I have never really viewed swatching in this light, but I must say the way this writer describes it is almost – seductive. Perhaps I will even give it a try.

It occurred to me that my little dabs of micro-fiction are like swatches, too.

And not just an exercise to warm up the creative juices ready for real writing, but fun and productive in and of themselves. I can play with a character, a plot idea, a voice, an interaction, a perspective, a tense, a narrative style that I might not otherwise have tried out, a scenario that would not otherwise have occurred to me. I’ve only committed myself to half an hour or so of the thing, so I can let loose and see if it works. Why not write a silly poem? Travel into the future and see how it all panned out? Chuck a modern clown into ancient Rome?

I could make several swatches of the the same stitch pattern in different yarns or at different gauges – or the same yarn in different patterns or with different hooks. And I can write a little series of connected pieces, each time from a different perspective or in a different voice or – you get the idea.

This thought makes me happy.

And in honour of the connection, I give you a sensation simile: the smell of merino.
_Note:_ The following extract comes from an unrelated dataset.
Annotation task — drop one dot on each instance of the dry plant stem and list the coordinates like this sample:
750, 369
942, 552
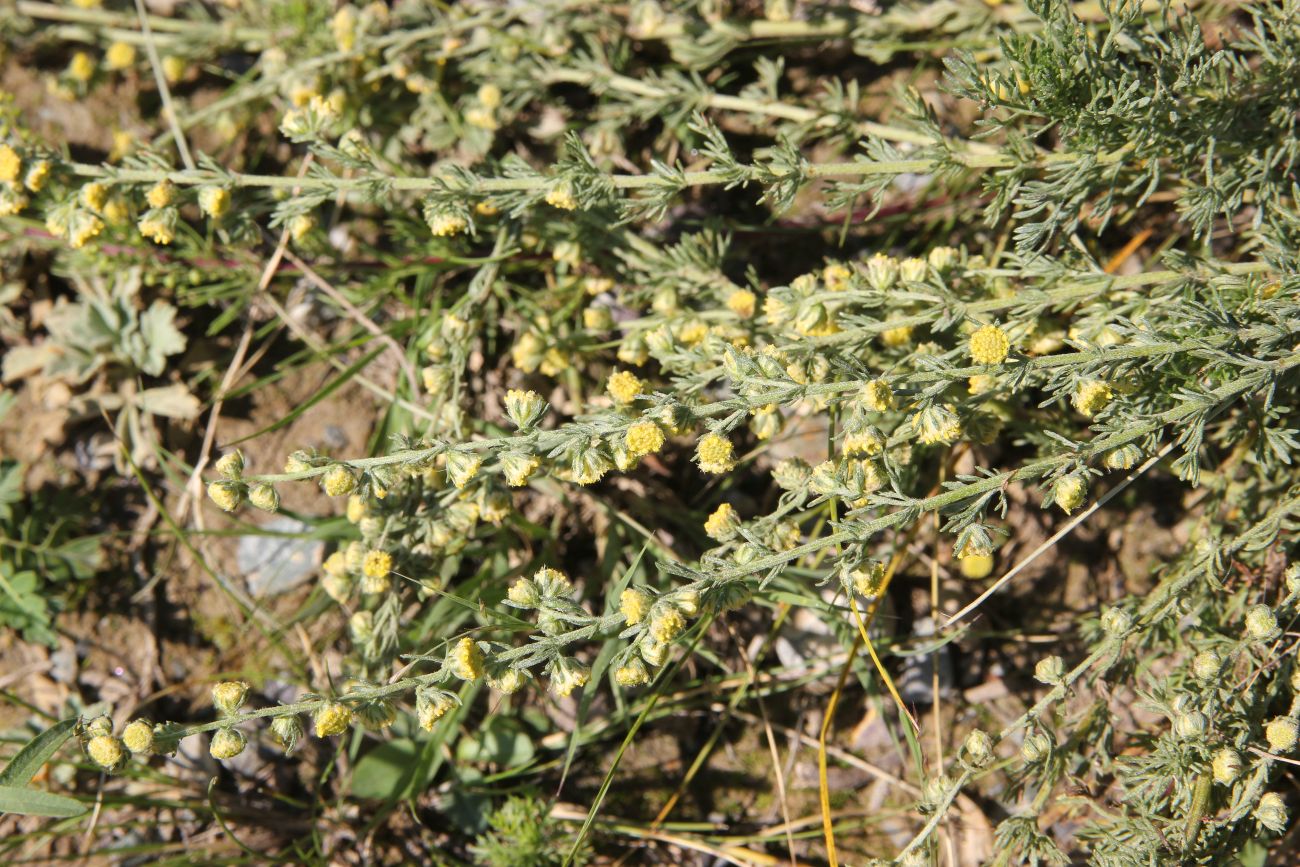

Merino, freshly washed and still wet, smells like sheep. Like wet dog. Like the day we brought home orphan lambs and I cradled one little ewe-lamb in my arms and she scoured all over me. It’s evocative, it’s slightly unpleasant – like the taste of olives. And yet it promises so much, a softness like kitten-fur, colours limited only by your imagination (and the range of food-dyes at the corner shop).  It smells – it smells like yellow.